Make Profits with the Peter Lynch System

by Archie M. Richards, Jr., CFP®
April 25, 2005

Peter Lynch gained fame as a highly successful manager of Fidelity's Magellan Fund from 1977 to 1990. If you favor buying individual stocks, I recommend his style, as described in Lynch's books, "One Up on Wall Street" and "Beating the Street."

The American Association of Individual Investors (AAII) has developed a screening system based on Lynch's system. AAII does the work for you.

AAII membership costs $29 a year, for which you receive 10 issues of AAII's excellent magazine. Membership also gives you access to the Association's website, www.aaii.com, which keeps you up to date monthly with changes in the portfolio. (Access to weekly changes costs more.)

A key element in any stock selection is the price-earnings ratio (PE). Let's say a company's earnings for the last 4 quarters add up to $1 a share. If the stock's price is $15, this is 15 times the earnings, and the PE is 15. The price-earnings ratio is the best way to measure a stock's value. As a general rule, the lower the better.

Companies included in AAII's list must meet all of the following requirements:

  • The company must not be in finance or real estate.
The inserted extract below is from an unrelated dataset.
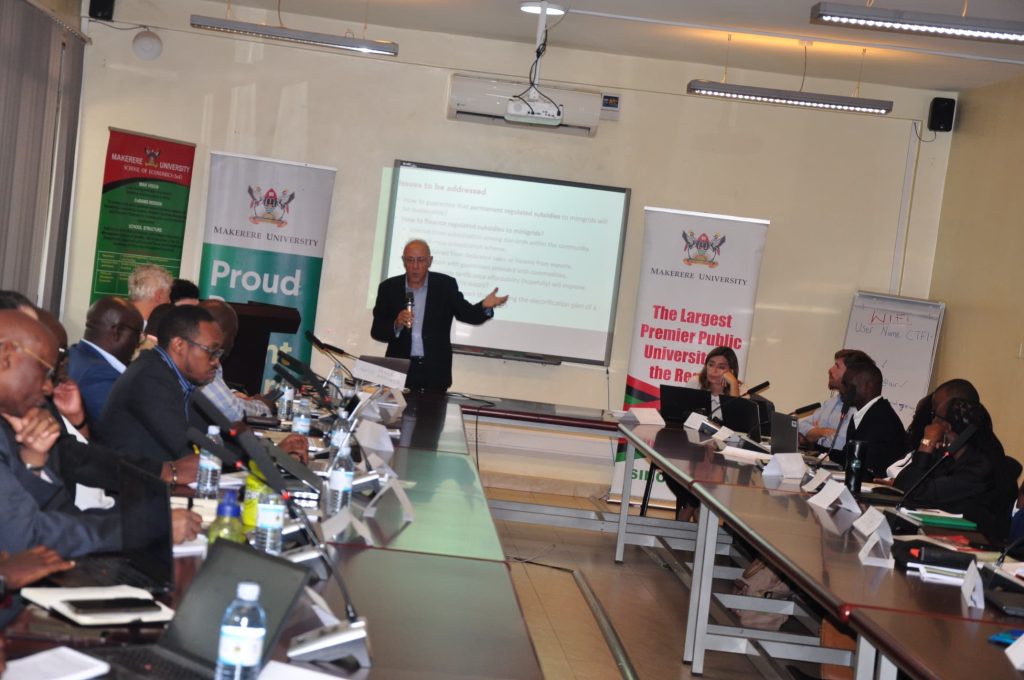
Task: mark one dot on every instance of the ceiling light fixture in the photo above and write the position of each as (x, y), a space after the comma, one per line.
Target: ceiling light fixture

The financial statements of companies in those industries are not directly comparable with those of other industries.

  • The price-earnings ratio must be less than the median price-earnings ratio of the industry. For example, if the company's PE is 19 and the industry median PE is 20, the company passes the test. ("Median" means that half of the scores are above the median and half are below.)

  • The PE ratio must be lower than the company's average PE for the last 5 years. If the average is 17 and the current PE is 15, the standard is met.

  • Growing companies generally have higher PEs. To prevent overpaying, Lynch annualizes the company's earnings growth rate for the last five years and adds the current dividend yield. If the sum is at least twice the stock's price-earnings ratio, the company qualifies. For example, say a company has grown at 15 percent a year for the last five years and the current dividend yield is 1 percent. The sum is 16 percent. If the current PE ratio is 8 or less, the standard is met.

  • Companies that have grown exceedingly fast run the risk of faltering. Those whose annual earnings from continuing operations have grown by 50 percent or more over the last five years are excluded.

  • Bargains are best found among stocks that Wall Street neglects. To be included in AAII's list, the percentage of shares held by institutions must be lower than that of the median of all companies.

  • Finally, the company must have relatively low debts, enabling it to navigate troubled waters. A company meets the standard if the ratio of its liabilities to assets for the latest quarter is lower than that of the industry's median ratio.

The result, as of March 4, 2005, is a list of 18 stocks, 12 of them foreign. (This fits nicely with my predictions that foreign stocks will outperform U.S. stocks.)

AAII cautions that any mechanical filter of stocks requires further analysis. It mentions that one of the companies on the list (MedQuist) faces investigation for potential violation of federal laws.

I disagree with the need for further analysis. A mechanical approach is sufficient. During the week before this writing, about 10,000 shares of MedQuist traded at approximately $13 a share. This means that buyers plunked down $130,000 on the assumption that the stock will not fall. Who's to say they're wrong? After all, the stock is cheap.

Buy all 18 stocks. If this is too costly, arrange them alphabetically and acquire every other one. You're not buying the stocks; you're buying Lynch's system.

Between January 1998 and the end of February 2005, AAII's Peter Lynch selections appreciated by almost 310 percent. During the same period, the S&P 500 gained by only 24 percent. Since 1998, the portfolio has had only one losing year - the horrendous 2002 - when it lost 7.2 percent. During that year, the S&P lost a whopping 23.4 percent.

Stock-picking mechanics that produce such an outstanding record are fine with me.